Ao final das duas concorrências, a Soma assinou dois contratos com o Estado do Piauí: o de nº 086/2023, no valor de R$ 84.833.100,99 (Contrato de capeamento asfáltico em CBUQ e pavimentação em TSD no Vale do Rio Guaribas – TD 06), e o de nº 087/2023, no valor de R$ 80.445.804,53 (território correspondente ao TD 12). Juntos, somam R$ 165.278.905,52 em serviços de pavimentação asfáltica em municípios do interior piauiense. A pergunta que esta reportagem tenta responder é: por que apenas a Soma? E como?
A regra escrita para ser descumprida: a proibição de consórcios que não valeu para a vencedora
Para entender o que aconteceu nas licitações do IDEPI, é preciso começar pelo documento que deveria reger tudo: o Termo de Referência. Nos certames em análise, foram dois, o TD 06 e o TD 12. Ambos carregam, no item 3.12, a mesma cláusula em linguagem inequívoca: "Não poderão participar desta licitação consorcio de empresas, qualquer que seja a sua forma de constituição.". O próprio IDEPI justificou a vedação com um argumento de interesse público: permitir consórcios reduziria a disputa, não a ampliaria. A autarquia queria, em tese, que pequenas e médias empresas também pudessem competir. Tudo faz sentido, até o dia do julgamento.
A proibição não é ambígua.

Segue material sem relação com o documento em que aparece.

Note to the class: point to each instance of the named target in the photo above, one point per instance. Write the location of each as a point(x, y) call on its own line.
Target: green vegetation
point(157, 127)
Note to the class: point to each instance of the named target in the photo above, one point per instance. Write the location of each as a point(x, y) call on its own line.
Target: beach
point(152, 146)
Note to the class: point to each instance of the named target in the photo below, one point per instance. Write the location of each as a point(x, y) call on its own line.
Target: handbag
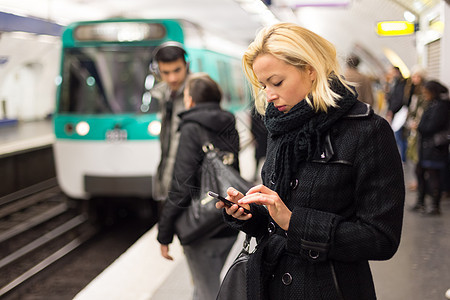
point(234, 284)
point(202, 219)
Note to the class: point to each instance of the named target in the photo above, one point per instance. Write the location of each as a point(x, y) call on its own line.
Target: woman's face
point(285, 84)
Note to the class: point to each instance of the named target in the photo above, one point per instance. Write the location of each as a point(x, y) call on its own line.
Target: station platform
point(419, 270)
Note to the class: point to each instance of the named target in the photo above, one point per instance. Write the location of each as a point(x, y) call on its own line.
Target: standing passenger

É o item 3.12, redigido com clareza no campo das condições de participação.
Em 2 de outubro de 2023, a Comissão Permanente de Licitação reuniu-se na sala da COPEL/IDEPI/PI, em Teresina, para divulgar o resultado da Concorrência nº 001/2023. A Ata registrou a classificação final: em primeiro lugar, o Consórcio SS, um consórcio de empresas, tipo de participante textualmente proibido pelo Termo de Referência. Em segundo, a Construtora Ótima LTDA, com proposta de R$ 85.609.848,64. Em terceiro, a Sultepa Construções e Comércio LTDA, com R$ 86.475.483,50. Em quarto, a Cerrado Engenharia Incorporadora EIRELI, com R$ 86.874.129,20.
Um consórcio de empresas venceu uma licitação que proibia consórcios de empresas. A lógica não pode ser outra: ou a Comissão ignorou o Termo de Referência que ela mesma deveria fazer cumprir, ou entendeu que a proibição simplesmente não se aplicava àquela empresa. O fenômeno se repetiu, de forma idêntica, na Concorrência nº 002/2023, dois certames distintos, dois TRs com a mesma vedação expressa, dois resultados idênticos, ambos favorecendo o mesmo grupo.

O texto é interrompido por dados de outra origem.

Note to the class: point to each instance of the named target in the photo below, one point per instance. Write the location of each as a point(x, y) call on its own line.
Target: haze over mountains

E se o Termo de Referência diz 'não' e a Comissão diz 'sim', as regras do jogo foram alteradas no meio da partida para beneficiar alguém.
A geografia da licitação como barreira invisível
A Construtora e Incorporadora Soma LTDA tem sede e foro na Avenida Senador Helvídio Nunes, nº 2788, Sala A, Bairro Junco, CEP 64.607-755, na cidade de Picos, no interior do Piauí, informação que consta literalmente do Contrato nº 086/2023. Essa localização, por si só, não seria relevante. O problema está no que o Relatório Técnico IDEPI – TD06 fez com essa geografia.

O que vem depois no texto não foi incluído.